Un petit tour dans le peloton des passionnés du 10 km
lundi 11.05.2009, 05:06 - La Voix des Sports
| IMMERSION |
Ils étaient un peu moins de deux mille participants à avoir choisi l'épreuve du 10 km disputée entre Loos-en-Gohelle et Lens. Autant d'histoires à raconter au sein du peloton, terriblement cruelles parfois. PAR YVES PORTELLI
lens@info-artois.fr PHOTO DELPHINE PINEAU
Ce sont d'abord les odeurs qui montent dans les narines. Celles des petits matins frais où la rosée n'a pas encore fini son travail. Le départ des 10 km est fixé à 10 h mais la route est encore longue jusqu'à Loos-en-Gohelle. Dans les rues qui jouxtent le site du Louvre, on ne voit quasiment que des gens avec des dossards accrochés sur le ventre ou ailleurs. Très vite, ces petits rus forment une seule et même rivière qui converge vers les bus, sur le parking Bollaert.
On redécouvre le charme incroyable de la petite allée Marc-Vivien-Foé, du moins celui de la petite portion boisée sur le côté de laquelle sont installées des maisons des mines. Quelle sensation ce sera pour un supporter de football de rejoindre le musée en passant par là ! Sur l'asphalte du stade, les troupes pédestres piaffent d'impatience pour monter dans les bus qui assurent la navette avec Loos-en-Gohelle. Les plus frileux se serrent au soleil, les autres sont détendus. Que dire de l'ambiance qui règne à bord durant les quelques minutes que dure le trajet ? Apaisante, cordiale. Même les plus mauvais caractères font une pause dans leur journée. Se retrouver dans ces cars, c'est un moment de partage d'un même plaisir à vivre.
Sardines consentantes
Quelques minutes avant le top départ, Loos-en-Gohelle ressemble à une bande dessinée de Charlie. Là, c'est la ligne de départ qu'il faut trouver... Elle a bougé de place ! Serrés comme des sardines consentantes, les jambes ne demandent plus qu'à se déployer. L'ambiance est sereine même dans les rangs de ceux qui viennent pour aller vite. Spécialistes et amateurs se côtoient sans trop de bousculade. La voisine de devant explique qu'elle a mis deux soutiens-gorge pour des raisons techniques aléatoires tandis que les coureurs de Vermelles font les comptes de leur escouade avant que le starter ne se décide. Un coureur demande à sa voisine pourquoi elle court avec un ballon gonflé à l'hélium... « C'est pour éviter les excès de vites se ! » Tout va bien personne ne se prend trop au sérieux.
Tout le monde s'envole, le peloton des rapides revient devant celui des lents passe derrière, par vagues successives. On se met en place. Il fait plus chaud que d'habitude. Ça va être dur !
Bof, moins qu'en 2008. Mis à part quelques faux plats, le tracé est roulant. On contourne la base du 11-19 par un bout de Liévin puis, en traversant la cité des Provinces, à Lens. Les encouragements des riverains sont sincères, les jardins donnent envie. Les cités minières ne manquent pas de charme sous le soleil.
Les souffles sont moins courts qu'en 2008, ça va plus vite et on descend la route de Béthune. C'est un long ruban qui se déroule devant nous. C'est là, on le saura plus tard qu'un Loossois perdra la vie. Il faudra avoir une grande pensée pour sa famille. Il n'était venu que pour son plaisir.
La troupe, ignorante du drame qui se déroulait, a continué sa route par les rues du centre-ville de Lens, une première à vrai dire. Le long de la voie dédiée aux navettes, les spectateurs sont présents, toujours aussi supporters. On les sent fiers de cette Route du Louvre aux accents populaires. Ce sont des gens comme tout le monde qui participent à la fête.

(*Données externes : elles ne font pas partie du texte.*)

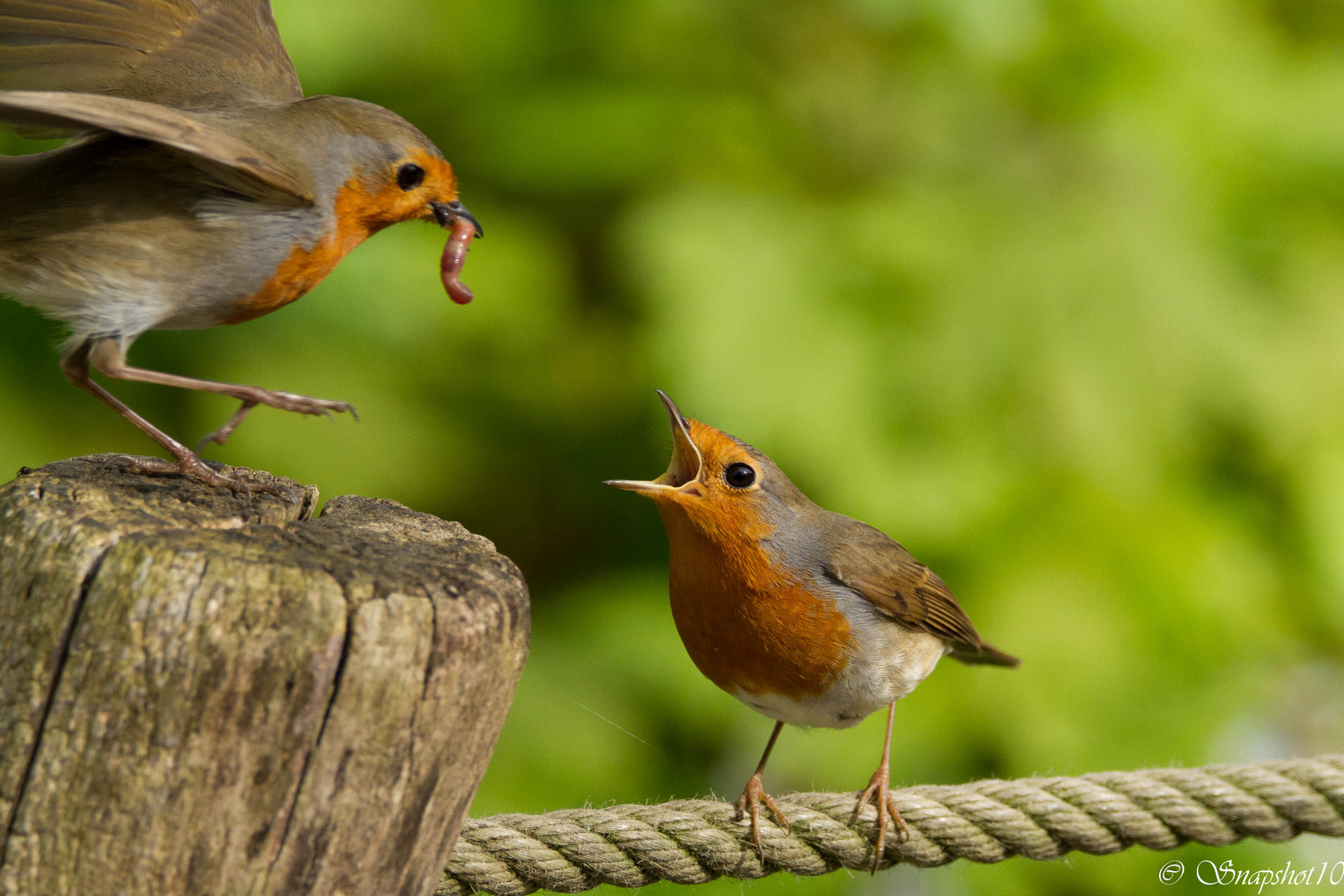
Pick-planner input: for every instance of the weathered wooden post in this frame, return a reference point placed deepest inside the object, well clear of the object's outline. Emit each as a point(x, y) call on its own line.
point(206, 694)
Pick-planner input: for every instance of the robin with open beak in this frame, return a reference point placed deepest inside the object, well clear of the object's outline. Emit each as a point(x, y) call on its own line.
point(806, 616)
point(202, 188)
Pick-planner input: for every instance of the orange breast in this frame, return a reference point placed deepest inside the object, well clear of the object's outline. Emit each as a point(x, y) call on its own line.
point(745, 625)
point(359, 214)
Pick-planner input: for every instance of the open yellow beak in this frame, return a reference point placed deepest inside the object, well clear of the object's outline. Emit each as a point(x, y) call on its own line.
point(686, 458)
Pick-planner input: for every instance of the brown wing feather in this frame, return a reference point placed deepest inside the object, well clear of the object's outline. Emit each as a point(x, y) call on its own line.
point(190, 54)
point(875, 567)
point(158, 124)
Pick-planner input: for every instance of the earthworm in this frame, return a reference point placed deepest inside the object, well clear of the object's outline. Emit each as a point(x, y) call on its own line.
point(449, 266)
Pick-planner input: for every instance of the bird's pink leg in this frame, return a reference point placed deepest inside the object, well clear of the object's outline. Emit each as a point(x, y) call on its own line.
point(879, 796)
point(108, 358)
point(754, 794)
point(74, 364)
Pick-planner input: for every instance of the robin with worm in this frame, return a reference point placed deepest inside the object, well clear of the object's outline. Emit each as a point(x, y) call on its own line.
point(806, 616)
point(202, 188)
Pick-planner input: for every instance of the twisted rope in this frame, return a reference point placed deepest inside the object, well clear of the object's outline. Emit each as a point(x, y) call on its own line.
point(693, 841)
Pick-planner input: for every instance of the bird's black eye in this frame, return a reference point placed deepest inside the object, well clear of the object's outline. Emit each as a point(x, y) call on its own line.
point(410, 176)
point(739, 476)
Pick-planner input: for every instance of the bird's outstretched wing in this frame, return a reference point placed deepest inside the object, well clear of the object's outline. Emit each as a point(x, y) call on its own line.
point(869, 562)
point(188, 54)
point(262, 175)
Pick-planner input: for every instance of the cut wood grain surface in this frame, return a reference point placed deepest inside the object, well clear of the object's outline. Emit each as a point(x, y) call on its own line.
point(205, 692)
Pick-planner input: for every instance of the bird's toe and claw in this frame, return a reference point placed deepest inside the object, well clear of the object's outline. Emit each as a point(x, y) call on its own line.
point(251, 398)
point(749, 805)
point(879, 794)
point(188, 464)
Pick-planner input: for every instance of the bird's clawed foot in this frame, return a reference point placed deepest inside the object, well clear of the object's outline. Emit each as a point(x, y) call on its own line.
point(281, 401)
point(297, 403)
point(879, 794)
point(222, 434)
point(188, 464)
point(749, 804)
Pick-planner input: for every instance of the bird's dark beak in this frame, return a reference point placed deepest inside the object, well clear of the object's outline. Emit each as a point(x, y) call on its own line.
point(686, 457)
point(446, 215)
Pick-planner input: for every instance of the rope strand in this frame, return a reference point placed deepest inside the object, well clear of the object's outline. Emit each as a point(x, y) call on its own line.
point(694, 841)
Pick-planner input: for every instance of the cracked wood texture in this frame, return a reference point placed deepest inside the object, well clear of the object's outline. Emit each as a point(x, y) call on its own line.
point(210, 694)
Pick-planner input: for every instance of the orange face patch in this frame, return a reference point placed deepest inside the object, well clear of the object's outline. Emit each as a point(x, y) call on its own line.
point(738, 613)
point(360, 212)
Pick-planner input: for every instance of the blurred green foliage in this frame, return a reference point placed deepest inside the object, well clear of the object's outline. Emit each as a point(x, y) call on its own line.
point(1047, 289)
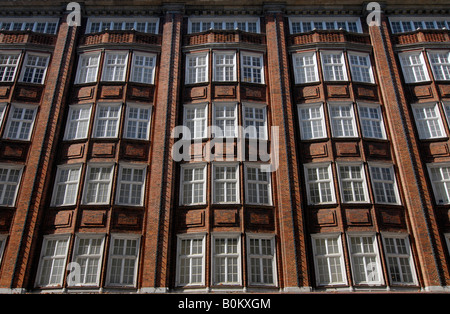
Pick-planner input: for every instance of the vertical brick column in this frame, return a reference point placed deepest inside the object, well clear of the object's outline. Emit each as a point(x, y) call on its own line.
point(431, 266)
point(294, 273)
point(154, 268)
point(21, 249)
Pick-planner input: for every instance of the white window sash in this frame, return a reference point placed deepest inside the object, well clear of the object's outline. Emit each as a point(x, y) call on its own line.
point(259, 262)
point(322, 184)
point(329, 261)
point(353, 186)
point(20, 127)
point(223, 70)
point(100, 184)
point(399, 271)
point(10, 178)
point(384, 188)
point(226, 183)
point(188, 187)
point(138, 127)
point(188, 262)
point(129, 189)
point(89, 260)
point(88, 65)
point(141, 72)
point(62, 188)
point(77, 127)
point(312, 121)
point(371, 119)
point(305, 67)
point(120, 263)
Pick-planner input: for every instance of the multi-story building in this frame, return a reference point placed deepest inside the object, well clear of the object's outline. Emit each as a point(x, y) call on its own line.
point(335, 133)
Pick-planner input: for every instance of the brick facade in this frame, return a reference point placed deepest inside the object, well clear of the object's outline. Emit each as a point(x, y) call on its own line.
point(345, 209)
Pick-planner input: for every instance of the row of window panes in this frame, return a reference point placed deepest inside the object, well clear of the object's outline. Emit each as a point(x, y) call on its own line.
point(414, 65)
point(307, 25)
point(196, 25)
point(99, 25)
point(225, 184)
point(39, 27)
point(333, 66)
point(98, 184)
point(226, 264)
point(412, 25)
point(88, 254)
point(225, 120)
point(107, 120)
point(428, 119)
point(224, 67)
point(352, 183)
point(115, 67)
point(342, 119)
point(34, 66)
point(365, 259)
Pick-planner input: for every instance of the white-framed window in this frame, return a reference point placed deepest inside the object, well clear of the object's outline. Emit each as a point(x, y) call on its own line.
point(196, 68)
point(143, 68)
point(399, 260)
point(412, 23)
point(226, 259)
point(319, 183)
point(428, 120)
point(143, 25)
point(107, 119)
point(195, 118)
point(413, 66)
point(312, 121)
point(343, 123)
point(261, 259)
point(440, 181)
point(52, 262)
point(87, 70)
point(352, 182)
point(115, 66)
point(307, 24)
point(20, 122)
point(258, 186)
point(9, 61)
point(193, 184)
point(123, 260)
point(333, 66)
point(77, 122)
point(365, 259)
point(225, 119)
point(202, 24)
point(254, 117)
point(137, 121)
point(371, 120)
point(88, 253)
point(3, 239)
point(131, 184)
point(305, 67)
point(97, 187)
point(47, 25)
point(67, 181)
point(328, 259)
point(360, 67)
point(440, 64)
point(34, 68)
point(224, 66)
point(384, 183)
point(252, 67)
point(225, 182)
point(10, 176)
point(190, 259)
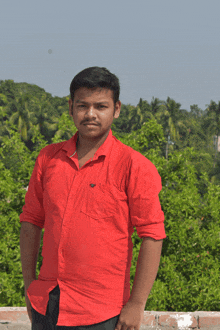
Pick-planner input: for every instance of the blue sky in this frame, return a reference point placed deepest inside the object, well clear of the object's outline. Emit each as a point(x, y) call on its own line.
point(157, 48)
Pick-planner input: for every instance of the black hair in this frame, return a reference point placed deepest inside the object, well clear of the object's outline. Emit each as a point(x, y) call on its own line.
point(94, 77)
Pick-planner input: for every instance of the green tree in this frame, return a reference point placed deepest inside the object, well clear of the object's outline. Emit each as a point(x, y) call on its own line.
point(22, 115)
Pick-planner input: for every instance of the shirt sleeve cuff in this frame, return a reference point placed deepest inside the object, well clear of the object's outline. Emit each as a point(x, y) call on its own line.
point(154, 230)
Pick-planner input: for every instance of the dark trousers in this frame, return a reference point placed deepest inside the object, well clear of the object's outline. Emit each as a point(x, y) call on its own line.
point(48, 321)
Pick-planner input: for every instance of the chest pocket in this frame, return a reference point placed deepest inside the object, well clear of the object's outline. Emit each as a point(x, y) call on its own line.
point(103, 201)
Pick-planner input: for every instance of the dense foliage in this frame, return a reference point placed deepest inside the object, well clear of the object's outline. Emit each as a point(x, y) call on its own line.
point(183, 147)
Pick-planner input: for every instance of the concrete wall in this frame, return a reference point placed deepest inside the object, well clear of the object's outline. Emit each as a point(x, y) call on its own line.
point(17, 318)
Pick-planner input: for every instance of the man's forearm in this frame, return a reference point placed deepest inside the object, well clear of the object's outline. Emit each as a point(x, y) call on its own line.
point(30, 238)
point(146, 271)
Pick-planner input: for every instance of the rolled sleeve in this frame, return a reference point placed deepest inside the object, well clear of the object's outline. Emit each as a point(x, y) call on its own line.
point(145, 210)
point(33, 210)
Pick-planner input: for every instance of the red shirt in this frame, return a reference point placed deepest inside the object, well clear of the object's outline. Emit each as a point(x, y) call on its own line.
point(88, 215)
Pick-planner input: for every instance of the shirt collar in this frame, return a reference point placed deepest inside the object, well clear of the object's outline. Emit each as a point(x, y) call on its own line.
point(70, 145)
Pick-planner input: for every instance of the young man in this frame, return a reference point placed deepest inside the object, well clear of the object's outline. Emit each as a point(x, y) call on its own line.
point(88, 193)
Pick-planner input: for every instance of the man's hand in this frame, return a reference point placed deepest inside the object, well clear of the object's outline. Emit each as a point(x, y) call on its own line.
point(131, 316)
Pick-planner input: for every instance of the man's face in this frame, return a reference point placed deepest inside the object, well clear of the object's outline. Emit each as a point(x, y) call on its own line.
point(96, 106)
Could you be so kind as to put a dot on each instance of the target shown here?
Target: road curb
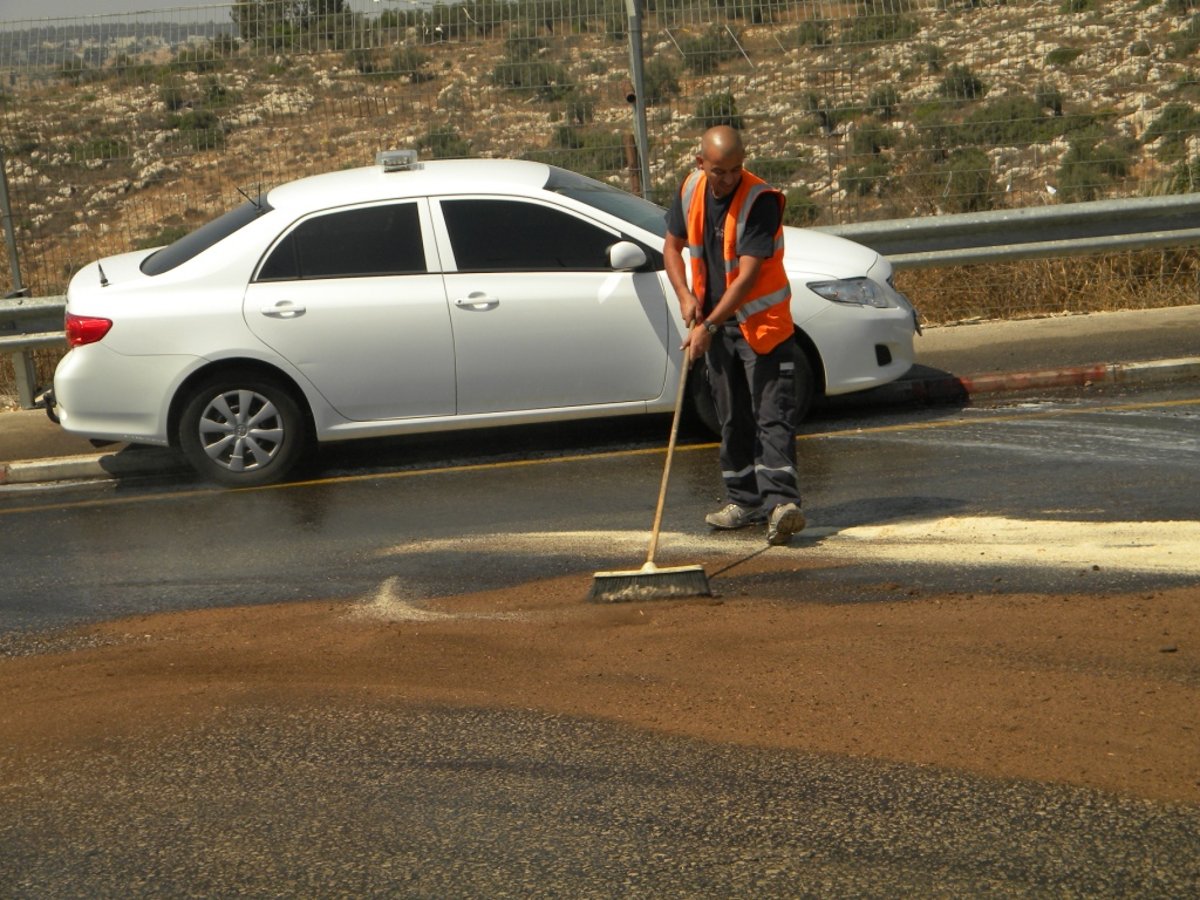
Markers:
(90, 467)
(941, 389)
(959, 388)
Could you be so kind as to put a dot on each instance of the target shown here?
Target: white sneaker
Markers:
(785, 521)
(735, 516)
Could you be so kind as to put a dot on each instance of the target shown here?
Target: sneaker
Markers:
(785, 521)
(735, 516)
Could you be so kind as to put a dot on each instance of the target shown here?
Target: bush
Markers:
(873, 28)
(443, 143)
(960, 83)
(1174, 126)
(706, 53)
(1090, 167)
(1049, 97)
(871, 178)
(882, 101)
(814, 33)
(661, 81)
(801, 210)
(970, 185)
(1063, 55)
(717, 109)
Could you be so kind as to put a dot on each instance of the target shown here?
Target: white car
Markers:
(419, 297)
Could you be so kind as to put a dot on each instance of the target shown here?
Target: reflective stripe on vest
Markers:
(765, 316)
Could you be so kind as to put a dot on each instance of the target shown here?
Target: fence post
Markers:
(6, 222)
(637, 75)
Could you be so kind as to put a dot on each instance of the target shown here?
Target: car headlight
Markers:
(858, 292)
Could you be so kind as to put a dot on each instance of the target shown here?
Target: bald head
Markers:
(720, 142)
(720, 156)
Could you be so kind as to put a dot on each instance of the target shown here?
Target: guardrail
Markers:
(1032, 232)
(28, 324)
(959, 239)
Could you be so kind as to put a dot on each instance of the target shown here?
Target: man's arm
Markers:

On le ressent dans les sourires, dans la façon de s'excuser quand des petites bousculades interviennent. C'est bon. Comme le fait de descendre le boulevard Basly à toute vitesse. La pente est dans le bon sens et elle mène tout droit à l'arrivée. Le pont Césarine offre l'ombre tant attendue. Les degrés sont montés de plusieurs crans depuis le départ ! L'arrivée est un dilemme. La joie d'en finir est entamée par le plaisir que le parcours a procuré mais... qui se termine. Le village du site s'est animé. C'est là qu'il faudra se trouver le jour où le musée ouvrira et c'est à Lens - toujours - que l'on doit finir les Routes du Louvre. C'est trop bon.